Extensibility (or Bootstrappability)
As for piloting such capabilities, I suggested above that the AMS repository would make an excellent pilot database. However, because the problem is general (see below), there are many possible test data sets. In theory, smaller / private wiki databases could also be used to test a pilot, if there was preservation of author participation in the wiki system (I honestly don’t know enough about wiki under-the-hood capabilities to know if this could work – if it could, then perhaps partnership with Wikipedia itself would provide a launching platform to take such capabilities to national visibility).
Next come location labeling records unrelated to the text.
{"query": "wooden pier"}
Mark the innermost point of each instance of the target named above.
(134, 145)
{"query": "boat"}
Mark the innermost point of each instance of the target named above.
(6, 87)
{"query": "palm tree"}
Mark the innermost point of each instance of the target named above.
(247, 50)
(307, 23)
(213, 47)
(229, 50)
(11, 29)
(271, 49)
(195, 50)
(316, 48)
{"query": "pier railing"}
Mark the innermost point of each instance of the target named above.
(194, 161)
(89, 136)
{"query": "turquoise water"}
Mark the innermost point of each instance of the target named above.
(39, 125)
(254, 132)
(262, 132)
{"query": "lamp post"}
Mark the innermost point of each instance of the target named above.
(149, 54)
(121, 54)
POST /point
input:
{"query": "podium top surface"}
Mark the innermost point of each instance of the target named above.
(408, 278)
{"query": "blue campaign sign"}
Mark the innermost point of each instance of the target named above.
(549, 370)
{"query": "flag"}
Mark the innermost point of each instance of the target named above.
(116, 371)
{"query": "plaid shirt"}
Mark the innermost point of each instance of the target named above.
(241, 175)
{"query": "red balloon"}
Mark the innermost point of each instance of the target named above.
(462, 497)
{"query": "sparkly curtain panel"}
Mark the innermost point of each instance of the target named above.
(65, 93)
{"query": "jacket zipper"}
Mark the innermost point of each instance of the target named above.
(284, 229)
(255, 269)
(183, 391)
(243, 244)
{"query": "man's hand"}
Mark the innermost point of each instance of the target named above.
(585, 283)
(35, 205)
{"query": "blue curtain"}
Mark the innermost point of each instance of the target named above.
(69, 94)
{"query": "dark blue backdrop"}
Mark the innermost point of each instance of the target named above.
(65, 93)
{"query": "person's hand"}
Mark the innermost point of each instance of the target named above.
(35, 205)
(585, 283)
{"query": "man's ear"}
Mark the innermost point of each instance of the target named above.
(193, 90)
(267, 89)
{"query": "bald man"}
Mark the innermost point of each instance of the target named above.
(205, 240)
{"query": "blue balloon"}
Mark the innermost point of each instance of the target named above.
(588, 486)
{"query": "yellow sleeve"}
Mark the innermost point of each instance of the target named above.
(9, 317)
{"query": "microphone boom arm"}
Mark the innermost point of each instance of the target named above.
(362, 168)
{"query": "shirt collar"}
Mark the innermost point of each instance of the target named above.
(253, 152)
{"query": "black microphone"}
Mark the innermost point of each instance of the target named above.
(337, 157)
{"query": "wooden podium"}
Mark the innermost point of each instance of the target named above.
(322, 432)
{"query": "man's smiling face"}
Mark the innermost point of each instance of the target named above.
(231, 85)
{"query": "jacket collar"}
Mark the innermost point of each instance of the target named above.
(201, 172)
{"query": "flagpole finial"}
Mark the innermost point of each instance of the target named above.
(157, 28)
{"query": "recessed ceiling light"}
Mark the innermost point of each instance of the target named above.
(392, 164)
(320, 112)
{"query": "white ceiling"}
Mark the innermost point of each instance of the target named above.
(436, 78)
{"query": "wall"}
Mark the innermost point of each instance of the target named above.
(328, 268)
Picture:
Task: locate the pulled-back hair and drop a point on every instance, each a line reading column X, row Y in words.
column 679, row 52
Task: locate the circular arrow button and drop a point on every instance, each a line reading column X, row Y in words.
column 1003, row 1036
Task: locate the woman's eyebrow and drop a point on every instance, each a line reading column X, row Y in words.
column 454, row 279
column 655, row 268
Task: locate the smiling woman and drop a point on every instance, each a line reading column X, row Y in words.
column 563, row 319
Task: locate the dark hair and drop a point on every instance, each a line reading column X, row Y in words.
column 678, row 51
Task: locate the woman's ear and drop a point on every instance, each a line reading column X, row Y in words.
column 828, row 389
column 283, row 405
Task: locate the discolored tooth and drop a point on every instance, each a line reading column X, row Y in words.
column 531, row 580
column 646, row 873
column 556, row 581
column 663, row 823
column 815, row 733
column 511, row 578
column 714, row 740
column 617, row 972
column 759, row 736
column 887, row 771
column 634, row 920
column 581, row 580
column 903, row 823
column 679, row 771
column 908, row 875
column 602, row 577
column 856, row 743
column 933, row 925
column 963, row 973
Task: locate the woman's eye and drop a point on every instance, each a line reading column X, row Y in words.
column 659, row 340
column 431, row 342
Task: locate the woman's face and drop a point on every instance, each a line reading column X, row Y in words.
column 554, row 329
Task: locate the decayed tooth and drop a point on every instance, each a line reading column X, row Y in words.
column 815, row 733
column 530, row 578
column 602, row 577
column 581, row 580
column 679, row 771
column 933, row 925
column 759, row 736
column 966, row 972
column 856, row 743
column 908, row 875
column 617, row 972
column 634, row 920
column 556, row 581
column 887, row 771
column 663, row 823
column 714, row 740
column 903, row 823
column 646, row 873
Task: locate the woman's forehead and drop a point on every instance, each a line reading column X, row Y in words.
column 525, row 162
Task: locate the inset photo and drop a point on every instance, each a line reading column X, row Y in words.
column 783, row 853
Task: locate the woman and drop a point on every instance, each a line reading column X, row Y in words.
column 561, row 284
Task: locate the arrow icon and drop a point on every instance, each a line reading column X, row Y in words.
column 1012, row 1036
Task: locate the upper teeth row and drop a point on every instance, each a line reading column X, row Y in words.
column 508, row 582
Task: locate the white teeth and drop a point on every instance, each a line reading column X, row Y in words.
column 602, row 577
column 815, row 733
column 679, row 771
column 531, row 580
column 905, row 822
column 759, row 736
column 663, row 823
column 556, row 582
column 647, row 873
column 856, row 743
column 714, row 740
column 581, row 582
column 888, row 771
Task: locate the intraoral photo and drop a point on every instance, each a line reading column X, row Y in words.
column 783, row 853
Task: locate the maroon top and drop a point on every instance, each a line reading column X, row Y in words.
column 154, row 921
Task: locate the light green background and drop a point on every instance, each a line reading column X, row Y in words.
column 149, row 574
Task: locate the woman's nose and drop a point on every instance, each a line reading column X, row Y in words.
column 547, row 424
My motivations here are largely centered on scientific research, but this is really just a special case of the problem of “getting Knowledge Management Systems to start delivering some payoff”. Knowledge management systems have been on the corporate scene for quite some time, yet consistently languish when it comes to user satisfaction. (See the Bain Management Tool Survey 2009 , slide 15) (And from my personal experience, rarely go much beyond the “common data repository” stage – at best). I suspect the immaturity of back-end, knowledge extraction capability is the stumbling block: without this capability, it becomes difficult to justify the very large startup and maintenance costs of knowledge management systems efforts (not to mention the significant additional overhead on individual workers and contributors to populate and maintain the content). This article on knowledge management system challenges is a bit old, but has some very good perspectives.
Precisely because of this coupling to knowledge management and the business sector, I worry that the potential payoff of these semantic search capabilities is so high that their first operational emergence will be proprietary and patented, and that this in turn will price the capabilities beyond the reach of nonprofit or public sector research organizations. This would be very bad for our national “competitive edge”. In a world where our information (knowledge) assets are a key source of competitive advantage, a national (public sector) investment in our ability to access and utilize this knowledge seems about as fundamental and foundational an investment as there could possibly be. At the risk of sounding hyperbolic, I’d liken this to DARPA pioneering of the internet. The national investment helped lead to global capabilities, but because of our relative global position in intellectual capital, the U.S. economy was at the forefront of profiting from the infrastructure investment.